SECTION 8.02. Indemnification. The Depositor shall be
liable as primary obligor for, and shall indemnify the Owner
Trustee and its successors, assigns, agents and servants
(collectively, the "Indemnified Parties") from and against,
any and all liabilities, obligations, losses, damages, taxes,
claims, actions and suits, and any and all reasonable costs,
expenses and disbursements (including reasonable legal fees
and expenses) of any kind and nature whatsoever (collectively,
"Expenses") which may at any time be imposed on, incurred by,
or asserted against the Owner Trustee or any Indemnified Party
in any way relating to or arising out of this Agreement, the
Basic Documents, the Owner Trust Estate, the administration of
the Owner Trust Estate or the action or inaction of the Owner
Trustee hereunder, except only that the Depositor shall not be
liable for or required to indemnify the Owner Trustee from and
against Expenses arising or resulting from any of the matters
described in the third sentence of Section 7.01. The
indemnities contained in this Section shall survive the
resignation or termination of the Owner Trustee or the
termination of this Agreement. In any event of any claim,
action or proceeding for which indemnity will be sought
pursuant to this Section, the Owner Trustee's choice of legal
counsel shall be subject to the approval of the Depositor,
which approval shall not be unreasonably withheld.
SECTION 8.03. Payments to the Owner Trustee. Any amounts
paid to the Owner Trustee pursuant to this Article VIII shall
be deemed not to be a part of the Owner Trust Estate
immediately after such payment.
ARTICLE IX
Termination of Trust Agreement
SECTION 9.01. Termination of Trust Agreement.
(a) The Trust shall dissolve (i) upon the final
distribution by the Owner Trustee of all moneys or other
property or proceeds of the Owner Trust Estate in accordance
with the terms of the Indenture, the Sale and Servicing
Agreement and Article V or (ii) at the time provided in
Section 9.02. Any money or other property held as part of the
Owner Trust Estate following such distribution (and following
a final distribution of proceeds from a sale under Section
9.02) shall be distributed to the Depositor.
Page 18
(b) Except as provided in Section 9.01(a), neither the
Depositor nor the Owner shall be entitled to revoke or
terminate the Trust.
(c) Notice of any dissolution of the Trust, specifying
the Payment Date upon which the Certificateholder shall
surrender its Certificate to the Paying Agent for payment of
the final distribution and cancellation, shall be given by the
Owner Trustee by letter to the Certificateholder mailed within
five Business Days of receipt of notice of such termination
from the Servicer given pursuant to Section 9.01(c) of the
Sale and Servicing Agreement, stating (i) the Payment Date
upon or with respect to which final payment of the Certificate
shall be made upon presentation and surrender of the
Certificate at the office of the Paying Agent therein
designated, (ii) the amount of any such final payment and
(iii) that the Record Date otherwise applicable to such
Payment Date is not applicable, payments being made only upon
presentation and surrender of the Certificate at the office of
the Paying Agent therein specified.

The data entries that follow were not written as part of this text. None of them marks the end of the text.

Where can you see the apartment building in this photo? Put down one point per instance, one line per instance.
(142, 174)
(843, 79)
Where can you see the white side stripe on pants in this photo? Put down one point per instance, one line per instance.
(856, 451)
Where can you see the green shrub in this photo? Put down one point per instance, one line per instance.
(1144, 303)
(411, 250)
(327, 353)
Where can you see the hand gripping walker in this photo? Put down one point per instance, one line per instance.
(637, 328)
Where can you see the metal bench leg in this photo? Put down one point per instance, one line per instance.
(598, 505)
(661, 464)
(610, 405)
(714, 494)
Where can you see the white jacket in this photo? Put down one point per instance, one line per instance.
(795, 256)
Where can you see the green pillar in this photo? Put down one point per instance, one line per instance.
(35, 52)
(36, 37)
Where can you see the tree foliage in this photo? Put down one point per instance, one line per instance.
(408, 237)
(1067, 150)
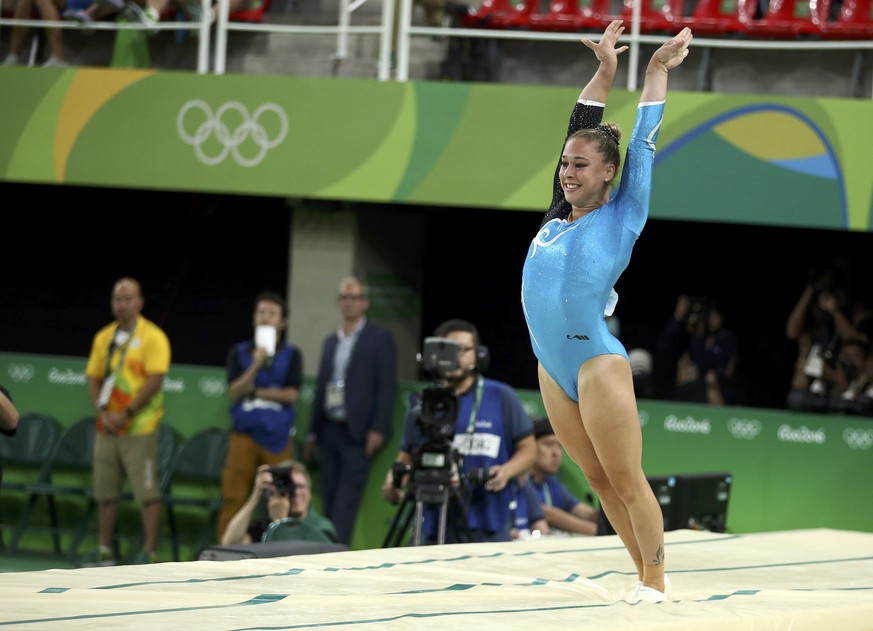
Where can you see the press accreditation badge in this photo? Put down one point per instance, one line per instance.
(335, 400)
(106, 391)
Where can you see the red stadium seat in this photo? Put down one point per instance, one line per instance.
(572, 15)
(655, 15)
(500, 14)
(476, 16)
(854, 21)
(719, 17)
(785, 18)
(514, 16)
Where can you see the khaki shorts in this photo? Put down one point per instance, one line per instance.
(133, 457)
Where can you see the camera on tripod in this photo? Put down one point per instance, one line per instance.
(283, 483)
(437, 407)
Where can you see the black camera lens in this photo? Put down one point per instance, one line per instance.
(478, 475)
(282, 481)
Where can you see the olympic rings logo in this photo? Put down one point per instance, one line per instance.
(21, 373)
(211, 386)
(248, 130)
(857, 438)
(741, 428)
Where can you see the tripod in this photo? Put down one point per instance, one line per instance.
(428, 487)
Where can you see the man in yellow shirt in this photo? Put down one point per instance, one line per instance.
(126, 367)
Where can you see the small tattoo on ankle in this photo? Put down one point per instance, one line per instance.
(659, 556)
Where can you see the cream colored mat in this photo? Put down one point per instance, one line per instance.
(809, 579)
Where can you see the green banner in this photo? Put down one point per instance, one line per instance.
(802, 162)
(789, 471)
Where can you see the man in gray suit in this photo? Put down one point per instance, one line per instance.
(352, 407)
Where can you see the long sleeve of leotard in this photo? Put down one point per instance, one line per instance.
(585, 115)
(635, 188)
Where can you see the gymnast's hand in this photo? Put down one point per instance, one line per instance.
(605, 49)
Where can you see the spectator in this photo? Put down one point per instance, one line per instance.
(852, 379)
(528, 520)
(844, 386)
(8, 418)
(703, 354)
(142, 11)
(353, 405)
(264, 375)
(288, 491)
(825, 315)
(48, 10)
(127, 364)
(434, 16)
(563, 511)
(492, 434)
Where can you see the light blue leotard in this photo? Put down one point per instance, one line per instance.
(571, 268)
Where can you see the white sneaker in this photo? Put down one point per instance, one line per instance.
(54, 62)
(647, 594)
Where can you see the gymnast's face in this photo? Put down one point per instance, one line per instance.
(584, 175)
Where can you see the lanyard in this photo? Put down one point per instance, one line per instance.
(471, 423)
(122, 351)
(547, 494)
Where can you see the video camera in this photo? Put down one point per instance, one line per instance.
(437, 407)
(282, 480)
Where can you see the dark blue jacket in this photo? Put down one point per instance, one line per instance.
(370, 384)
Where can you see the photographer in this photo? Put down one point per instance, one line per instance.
(825, 316)
(493, 437)
(288, 491)
(699, 358)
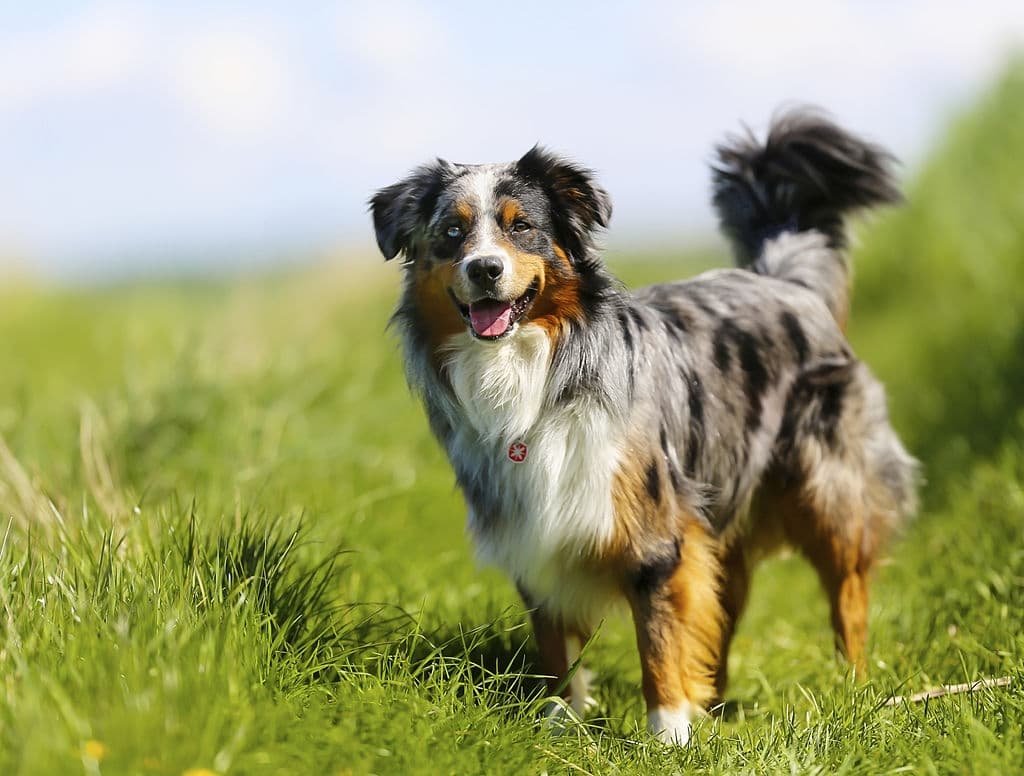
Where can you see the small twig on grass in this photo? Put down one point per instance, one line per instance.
(948, 690)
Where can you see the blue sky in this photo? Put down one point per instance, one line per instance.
(138, 136)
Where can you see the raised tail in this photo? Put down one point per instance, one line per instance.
(781, 203)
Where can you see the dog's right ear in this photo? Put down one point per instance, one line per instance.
(402, 208)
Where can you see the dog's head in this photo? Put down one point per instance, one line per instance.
(489, 247)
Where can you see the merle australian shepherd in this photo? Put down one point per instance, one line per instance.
(649, 446)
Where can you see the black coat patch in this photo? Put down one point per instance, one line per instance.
(657, 568)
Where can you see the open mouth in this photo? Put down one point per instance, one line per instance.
(493, 318)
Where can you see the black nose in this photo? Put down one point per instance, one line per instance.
(484, 270)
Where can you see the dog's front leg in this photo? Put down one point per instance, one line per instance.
(678, 622)
(558, 649)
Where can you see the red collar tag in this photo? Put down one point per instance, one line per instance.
(517, 453)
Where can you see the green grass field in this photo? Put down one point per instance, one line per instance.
(231, 546)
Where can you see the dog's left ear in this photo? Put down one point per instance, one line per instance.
(399, 210)
(579, 205)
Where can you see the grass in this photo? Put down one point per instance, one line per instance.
(231, 546)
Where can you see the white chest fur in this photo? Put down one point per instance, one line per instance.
(556, 504)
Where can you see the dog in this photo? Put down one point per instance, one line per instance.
(650, 446)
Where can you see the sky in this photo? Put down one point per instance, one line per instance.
(152, 136)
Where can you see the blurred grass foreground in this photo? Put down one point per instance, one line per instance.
(182, 464)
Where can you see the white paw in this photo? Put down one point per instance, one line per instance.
(672, 726)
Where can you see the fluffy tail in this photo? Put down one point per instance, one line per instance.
(799, 182)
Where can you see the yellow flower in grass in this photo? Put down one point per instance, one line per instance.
(94, 749)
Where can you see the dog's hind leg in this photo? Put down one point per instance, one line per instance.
(854, 484)
(678, 620)
(732, 596)
(843, 567)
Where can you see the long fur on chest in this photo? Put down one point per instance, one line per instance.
(535, 517)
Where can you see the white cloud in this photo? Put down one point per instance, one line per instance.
(395, 37)
(233, 77)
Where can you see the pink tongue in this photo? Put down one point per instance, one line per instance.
(489, 318)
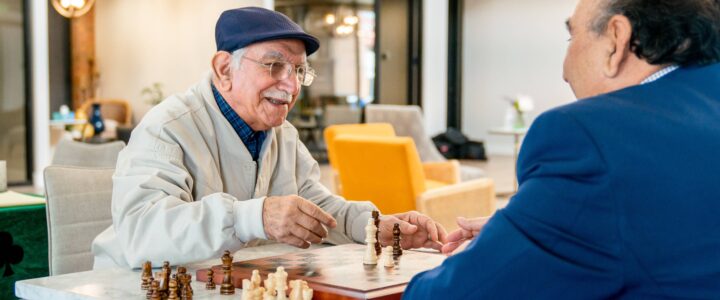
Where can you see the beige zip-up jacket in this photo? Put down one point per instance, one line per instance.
(186, 188)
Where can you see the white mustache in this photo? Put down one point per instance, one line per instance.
(278, 95)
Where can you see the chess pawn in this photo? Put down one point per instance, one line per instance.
(172, 290)
(397, 250)
(155, 290)
(270, 284)
(227, 287)
(148, 295)
(211, 283)
(146, 275)
(370, 257)
(227, 260)
(296, 292)
(187, 292)
(268, 295)
(307, 293)
(255, 279)
(247, 290)
(280, 283)
(388, 253)
(258, 293)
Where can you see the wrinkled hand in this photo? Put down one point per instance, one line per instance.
(469, 228)
(295, 221)
(416, 231)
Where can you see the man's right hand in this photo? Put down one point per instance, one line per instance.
(469, 228)
(295, 221)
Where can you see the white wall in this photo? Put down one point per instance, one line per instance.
(40, 90)
(140, 42)
(511, 47)
(434, 65)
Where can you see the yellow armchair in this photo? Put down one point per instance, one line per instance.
(387, 171)
(442, 171)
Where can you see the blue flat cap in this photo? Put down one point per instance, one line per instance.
(237, 28)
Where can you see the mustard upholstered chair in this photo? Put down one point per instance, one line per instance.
(407, 120)
(444, 171)
(387, 171)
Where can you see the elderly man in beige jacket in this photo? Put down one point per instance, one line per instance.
(218, 168)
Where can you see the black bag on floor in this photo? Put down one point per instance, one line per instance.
(453, 144)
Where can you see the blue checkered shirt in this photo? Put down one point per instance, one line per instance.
(252, 139)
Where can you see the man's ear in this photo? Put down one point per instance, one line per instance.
(618, 33)
(222, 71)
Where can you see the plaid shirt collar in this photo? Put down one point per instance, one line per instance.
(253, 140)
(657, 75)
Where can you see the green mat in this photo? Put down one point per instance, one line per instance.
(23, 246)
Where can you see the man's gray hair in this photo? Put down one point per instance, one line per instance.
(237, 59)
(607, 9)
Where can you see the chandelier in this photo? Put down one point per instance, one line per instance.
(72, 8)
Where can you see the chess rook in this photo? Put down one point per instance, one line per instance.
(210, 285)
(370, 257)
(227, 287)
(397, 250)
(376, 218)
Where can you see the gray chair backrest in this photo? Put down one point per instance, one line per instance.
(342, 114)
(407, 120)
(72, 153)
(78, 209)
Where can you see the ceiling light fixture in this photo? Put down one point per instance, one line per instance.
(72, 8)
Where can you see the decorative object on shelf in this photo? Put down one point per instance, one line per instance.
(72, 8)
(96, 120)
(153, 93)
(3, 176)
(515, 117)
(342, 21)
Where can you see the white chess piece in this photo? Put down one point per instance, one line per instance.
(370, 257)
(296, 286)
(255, 279)
(270, 284)
(307, 293)
(389, 261)
(247, 290)
(281, 283)
(258, 293)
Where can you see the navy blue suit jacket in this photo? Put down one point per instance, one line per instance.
(619, 198)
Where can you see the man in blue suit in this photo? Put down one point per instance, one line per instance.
(619, 192)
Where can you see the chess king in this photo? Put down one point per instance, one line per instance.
(618, 194)
(218, 167)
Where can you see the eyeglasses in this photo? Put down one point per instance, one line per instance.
(280, 70)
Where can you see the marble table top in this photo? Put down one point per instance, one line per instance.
(119, 283)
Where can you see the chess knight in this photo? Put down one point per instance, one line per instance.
(218, 166)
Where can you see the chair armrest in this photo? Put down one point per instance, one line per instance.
(473, 198)
(443, 171)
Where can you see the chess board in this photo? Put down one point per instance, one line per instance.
(337, 272)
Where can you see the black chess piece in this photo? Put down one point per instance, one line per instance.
(376, 217)
(146, 276)
(211, 283)
(397, 250)
(227, 287)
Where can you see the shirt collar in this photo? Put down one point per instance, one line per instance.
(243, 130)
(657, 75)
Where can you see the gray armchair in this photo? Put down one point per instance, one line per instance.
(407, 120)
(72, 153)
(78, 209)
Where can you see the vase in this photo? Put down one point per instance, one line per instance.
(519, 121)
(96, 120)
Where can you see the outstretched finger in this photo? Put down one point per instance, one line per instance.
(450, 247)
(473, 225)
(317, 213)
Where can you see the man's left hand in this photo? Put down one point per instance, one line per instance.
(416, 231)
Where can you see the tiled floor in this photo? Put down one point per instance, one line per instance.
(499, 168)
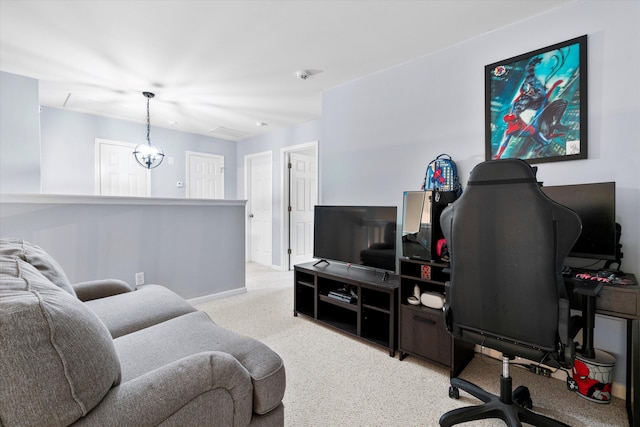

The Owner Trustee shall
give such notice to the Certificate Registrar (if other than
the Owner Trustee) and the Paying Agent at the time such
notice is given to the Certificateholder. Upon presentation
and surrender of the Certificate, the Paying Agent shall cause
to be distributed to the Certificateholder amounts
distributable on such Payment Date pursuant to Section 5.02.
In the event that the Certificateholder shall not
surrender its Certificate for cancellation within six months
after the date specified in the above mentioned written
notice, the Owner Trustee shall give a second written notice
to the Certificateholder to surrender its Certificate for
cancellation and receive the final distribution with respect
thereto. If within one year after the second notice, the
Certificate shall not have been surrendered for cancellation,
the Owner Trustee may take appropriate steps, or may appoint
an agent to take appropriate steps, to contact the
Certificateholder concerning surrender of its Certificate, and
the cost thereof shall be paid out of the funds and other
assets that shall remain subject to this Agreement. Any funds
remaining in the Trust after exhaustion of such remedies shall
be distributed by the Owner Trustee to the Depositor.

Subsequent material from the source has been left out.